Ya walaupun IPK standar aja, bahkan kalau gue nilai sendiri cenderung mengecewakan, dan terkadang bawaannya males banget pengen belajar. Tapi motivasi gue tetap kayak yang dulu, masih pengen belajar. Tapi sesekali ada seorang dosen yang memberikan gue motivasi tambahan untuk kuliah, mungkin juga motivasi tambahan untuk temen-temen gue.

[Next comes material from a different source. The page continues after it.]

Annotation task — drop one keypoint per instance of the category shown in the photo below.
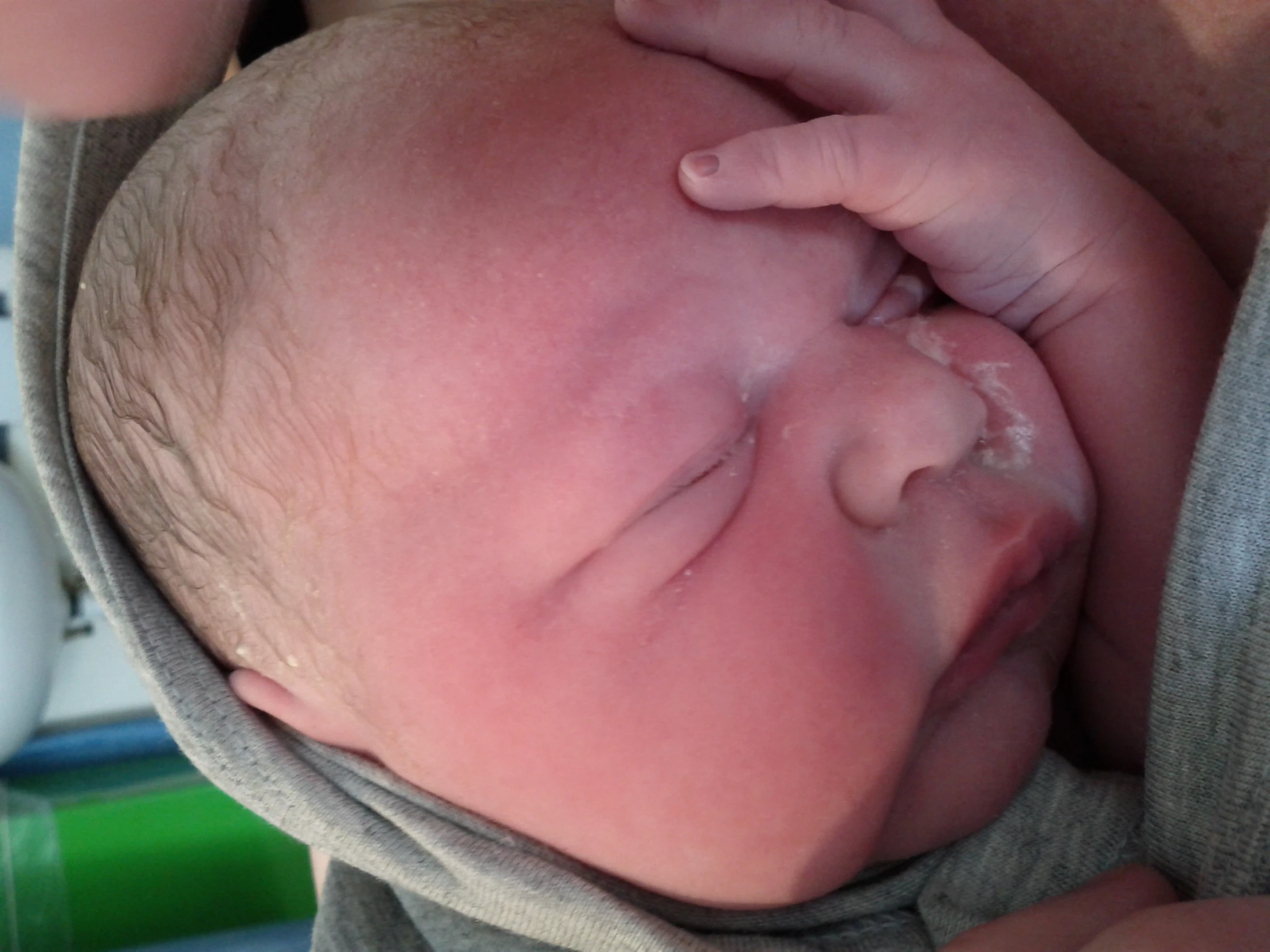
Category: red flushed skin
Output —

Pada saat itu pelajaran Analisis Kependudukan, dia bilang bahwa ada suatu masa setiap Negara akan mengalami komposisi penduduk mudanya banyak, dan dia bilang di Indonesia akan terjadi pada tahun 2020, setelah itu dia melanjutkan hal tersebut terjadi hanya sekali, kalaupun terjadi 2 kali itu pun jangka waktu yang lama, Dosen gue meneruskan, pada masa itu harus di lakukan dengan efektif, jangan sampai disia-siakan. Kenapa bisa tahun 2020 ? dia menganalisis sendiri, gue kurang tahu bagaimana caranya, katanya dia sudah menganalisis tahun 2020 itu sudah dari dulu. Tapi nggak tahu kenapa gue langsung percaya dengan pembicaraan Dosen tersebut, disamping itu gue juga ingat kata-katanya Bung Karno yaitu “dibutuhkan 3 periode untuk membentuk suatu generasi baru” periode tersebut dia bilang biasanya 30 tahun. Berarti interval 30 tahun akan membentuk suatu generasi baru. Sepertinya hipotesis ini benar, kita lihat saja pergerakan Mahasiswa pada decade 60-an, disana demo besar mahasiswa yang pertama di Indonesia yang ditujukan untuk Presiden RI pertama yaitu Ir. Soekarno. Dengan Soe Hok Gie sebagai aktor utama demo besar tahun 66 tersebut, kalau nggak salah mahasiswa angkatan tersebut menuntut untuk memundurkan Soekarno. Terus misalnya dilanjutkan 30 tahun sesudahnya terjadi demo besar-besaran juga oleh mahasiswa pastinya orang 90-an pada mengerti demo besar ini. Diawali krisis ekonomi yang parah, nilai tukar rupiah yang tinggi, hingga klimaksnya mahasiswa menduduki gedung MPR/DPR pada tahun 99, tujuan utamanya adalah menggulingkan pemerintahan Soeharto. Nah, beda-beda dikit kan, sama yang dibilang Bung Karno. Ya bisa jadi prediksi dosen gue memang benar, kalau decade 2020-2030 Indonesia memiliki generasi baru, dimana banyak anak-anak muda yang jauh lebih kritis dan cerdas daripada sekarang, dan pastinya anak muda tersebut dapat berkontribusi maksimal untuk Negara Indonesia. Gue cuma bisa bilang Amin.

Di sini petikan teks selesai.